When the Medical Cannabis Business Conference and Expo rolls into St. Louis’ Union Station Monday, March 11 and Tuesday, March 12, the speakers, vendors, exhibitors, and participants will probably be overwhelmingly white. That’s because the regulations governing the medical and recreational marijuana industries in states where they’re legal require two things many black people with experience in the cannabis trade don’t have: lots of start-up money and clean criminal records.
Consider: the 2016 National Survey on Drug Use and Health found that black and white people use marijuana at similar rates, but a 2018 study by the Southern Poverty Law Center found that black people are three times as likely to be arrested for marijuana possession. That’s only slightly better than the 2010 study from the American Civil Liberties Union, which discovered that African Americans are four times as likely to be arrested for possession as whites.

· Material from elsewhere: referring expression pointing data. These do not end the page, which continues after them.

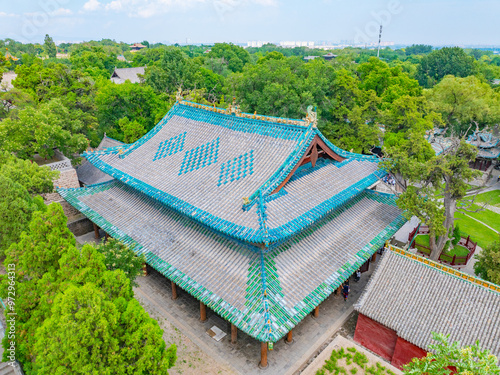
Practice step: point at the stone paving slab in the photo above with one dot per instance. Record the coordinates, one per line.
(338, 343)
(154, 292)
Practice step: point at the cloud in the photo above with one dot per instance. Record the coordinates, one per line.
(151, 8)
(91, 5)
(3, 14)
(61, 12)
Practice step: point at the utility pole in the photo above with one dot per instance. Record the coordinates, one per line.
(379, 39)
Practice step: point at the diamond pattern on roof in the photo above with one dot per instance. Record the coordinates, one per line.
(170, 146)
(201, 156)
(239, 167)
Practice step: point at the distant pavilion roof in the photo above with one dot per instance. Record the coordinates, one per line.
(260, 218)
(415, 296)
(265, 292)
(223, 171)
(487, 144)
(120, 75)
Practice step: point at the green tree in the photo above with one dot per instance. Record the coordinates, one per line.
(115, 102)
(132, 130)
(418, 49)
(16, 208)
(13, 101)
(488, 263)
(465, 101)
(445, 61)
(119, 256)
(433, 185)
(89, 334)
(469, 360)
(93, 61)
(410, 112)
(390, 83)
(80, 337)
(49, 46)
(19, 179)
(35, 179)
(42, 129)
(173, 70)
(234, 56)
(36, 258)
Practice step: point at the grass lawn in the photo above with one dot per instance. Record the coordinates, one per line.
(486, 216)
(477, 231)
(349, 362)
(492, 197)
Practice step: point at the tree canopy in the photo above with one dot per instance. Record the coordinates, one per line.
(488, 263)
(468, 360)
(442, 62)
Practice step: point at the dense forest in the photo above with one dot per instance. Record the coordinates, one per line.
(354, 94)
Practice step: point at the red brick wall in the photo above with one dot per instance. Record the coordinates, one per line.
(376, 337)
(404, 352)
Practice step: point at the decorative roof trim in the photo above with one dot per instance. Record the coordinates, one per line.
(271, 329)
(234, 110)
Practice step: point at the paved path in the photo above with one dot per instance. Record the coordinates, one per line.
(154, 293)
(342, 342)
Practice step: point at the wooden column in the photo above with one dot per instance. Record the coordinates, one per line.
(316, 312)
(234, 334)
(289, 338)
(263, 355)
(203, 312)
(174, 290)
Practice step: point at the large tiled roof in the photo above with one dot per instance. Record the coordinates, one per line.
(203, 163)
(90, 175)
(265, 292)
(132, 74)
(415, 296)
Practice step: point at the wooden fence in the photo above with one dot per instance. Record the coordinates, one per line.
(445, 258)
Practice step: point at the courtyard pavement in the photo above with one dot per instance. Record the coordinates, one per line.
(154, 293)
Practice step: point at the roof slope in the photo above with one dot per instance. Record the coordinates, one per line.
(202, 162)
(90, 175)
(120, 75)
(265, 293)
(415, 296)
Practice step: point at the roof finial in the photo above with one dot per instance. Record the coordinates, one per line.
(178, 96)
(312, 116)
(233, 109)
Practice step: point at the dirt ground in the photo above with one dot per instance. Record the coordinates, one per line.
(191, 360)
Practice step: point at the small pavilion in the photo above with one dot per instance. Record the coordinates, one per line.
(260, 218)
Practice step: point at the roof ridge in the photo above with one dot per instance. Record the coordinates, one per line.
(234, 110)
(445, 269)
(282, 172)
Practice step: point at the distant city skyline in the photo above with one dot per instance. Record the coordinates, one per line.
(436, 22)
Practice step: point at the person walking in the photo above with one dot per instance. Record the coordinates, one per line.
(357, 275)
(345, 289)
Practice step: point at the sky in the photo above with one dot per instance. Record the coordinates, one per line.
(436, 22)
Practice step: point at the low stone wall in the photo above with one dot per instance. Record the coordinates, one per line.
(80, 226)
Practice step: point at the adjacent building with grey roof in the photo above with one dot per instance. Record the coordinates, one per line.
(414, 296)
(132, 74)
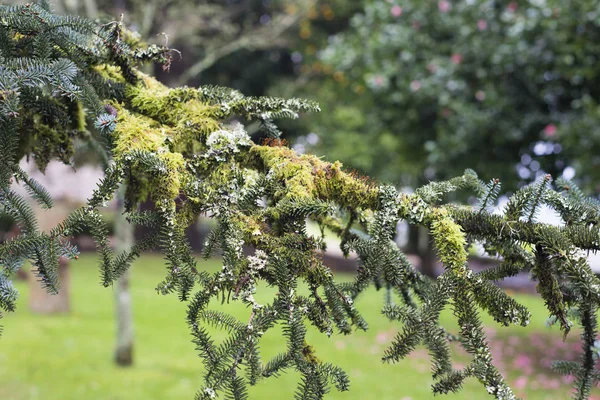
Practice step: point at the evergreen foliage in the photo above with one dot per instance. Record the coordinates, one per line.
(64, 80)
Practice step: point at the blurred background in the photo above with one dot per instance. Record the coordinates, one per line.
(411, 91)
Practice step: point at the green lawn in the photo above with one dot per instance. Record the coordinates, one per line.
(70, 357)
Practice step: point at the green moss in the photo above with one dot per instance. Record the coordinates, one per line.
(449, 239)
(307, 176)
(179, 108)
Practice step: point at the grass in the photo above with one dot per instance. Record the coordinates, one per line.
(70, 356)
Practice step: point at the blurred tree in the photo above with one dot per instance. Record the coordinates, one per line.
(495, 85)
(420, 91)
(240, 43)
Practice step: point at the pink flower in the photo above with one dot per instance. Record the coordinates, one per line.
(520, 382)
(396, 11)
(456, 58)
(444, 6)
(415, 86)
(522, 361)
(550, 130)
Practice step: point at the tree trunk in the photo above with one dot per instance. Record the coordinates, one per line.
(123, 309)
(41, 302)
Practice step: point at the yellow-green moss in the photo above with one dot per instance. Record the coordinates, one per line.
(307, 176)
(449, 239)
(180, 108)
(137, 132)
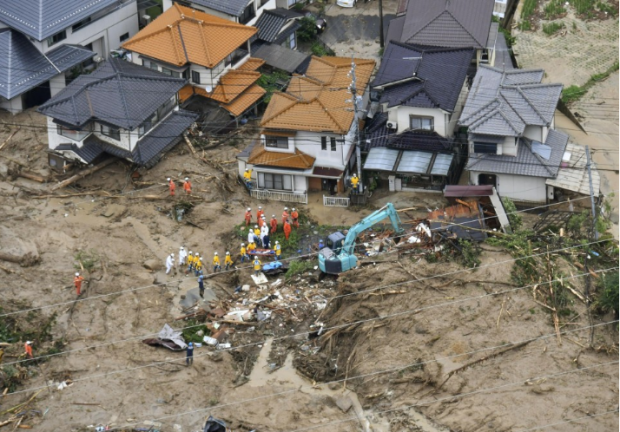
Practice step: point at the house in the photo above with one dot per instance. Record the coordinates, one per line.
(211, 52)
(45, 43)
(420, 92)
(512, 144)
(276, 41)
(240, 11)
(448, 23)
(29, 77)
(308, 135)
(121, 109)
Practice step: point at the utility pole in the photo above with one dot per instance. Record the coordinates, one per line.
(589, 166)
(358, 151)
(381, 41)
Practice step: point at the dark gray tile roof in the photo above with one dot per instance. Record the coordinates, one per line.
(280, 57)
(163, 137)
(119, 93)
(230, 7)
(41, 19)
(526, 163)
(422, 76)
(448, 23)
(505, 102)
(23, 67)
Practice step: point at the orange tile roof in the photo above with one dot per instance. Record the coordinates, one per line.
(182, 35)
(317, 102)
(252, 64)
(297, 160)
(232, 84)
(245, 100)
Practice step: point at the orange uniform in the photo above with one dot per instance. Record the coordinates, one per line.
(28, 349)
(295, 216)
(77, 281)
(187, 187)
(172, 187)
(274, 225)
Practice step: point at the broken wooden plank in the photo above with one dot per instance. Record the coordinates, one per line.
(83, 174)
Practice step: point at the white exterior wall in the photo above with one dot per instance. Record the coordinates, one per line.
(516, 187)
(401, 116)
(534, 133)
(310, 143)
(108, 29)
(454, 118)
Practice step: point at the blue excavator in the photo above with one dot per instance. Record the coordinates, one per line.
(339, 254)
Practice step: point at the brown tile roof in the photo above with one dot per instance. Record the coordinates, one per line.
(245, 100)
(182, 35)
(297, 160)
(232, 84)
(252, 64)
(317, 101)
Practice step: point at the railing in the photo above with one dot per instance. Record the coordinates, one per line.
(335, 201)
(301, 198)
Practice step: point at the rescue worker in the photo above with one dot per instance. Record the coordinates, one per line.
(197, 264)
(284, 215)
(248, 216)
(201, 286)
(295, 217)
(171, 186)
(247, 176)
(354, 182)
(189, 359)
(190, 262)
(169, 263)
(257, 265)
(287, 229)
(28, 349)
(77, 281)
(278, 250)
(182, 256)
(187, 186)
(228, 260)
(216, 263)
(257, 235)
(274, 224)
(243, 253)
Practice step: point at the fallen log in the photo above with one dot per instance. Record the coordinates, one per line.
(83, 174)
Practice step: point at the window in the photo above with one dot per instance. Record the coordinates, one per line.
(421, 123)
(276, 142)
(195, 77)
(485, 148)
(112, 132)
(275, 181)
(74, 134)
(57, 38)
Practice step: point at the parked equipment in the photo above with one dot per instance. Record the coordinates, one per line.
(339, 254)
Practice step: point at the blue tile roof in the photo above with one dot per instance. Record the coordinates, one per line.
(41, 19)
(23, 67)
(119, 93)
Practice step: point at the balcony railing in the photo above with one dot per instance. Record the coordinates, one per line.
(329, 201)
(264, 194)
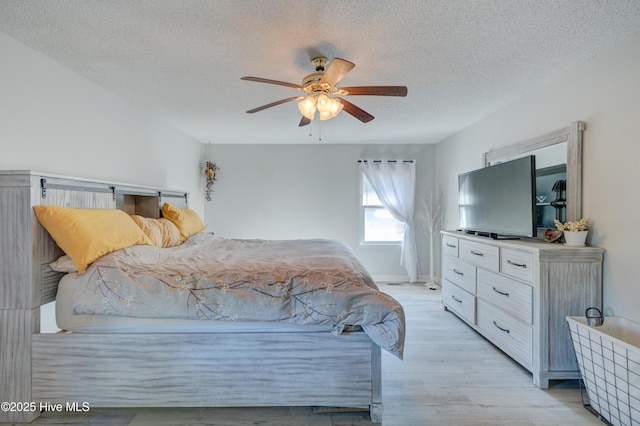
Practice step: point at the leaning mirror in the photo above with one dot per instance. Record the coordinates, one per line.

In many states, an arrest for even a tiny amount of weed, at least until recently, meant that you would have a felony arrest on your record. And that – along with taxes, fees, and non-refundable deposits demanded by state regulators – means that around one percent of marijuana dispensary owners are black, accounting for fewer than 40 of the over 3,000 retail cannabis dispensaries across the United States.
Take Missouri, where medical marijuana was approved by voters in November. In prior years, Missouri was notorious for having some of the nation’s most draconian marijuana laws. It was only in 2015 that Jeff Mizanskey was released by then-Gov. Jay Nixon after having served over 20 years on marijuana charges. He had been sentenced to life for charges that involved just weed. No violence, no heavier drugs, simply marijuana. Mizanskey is now 65 years old.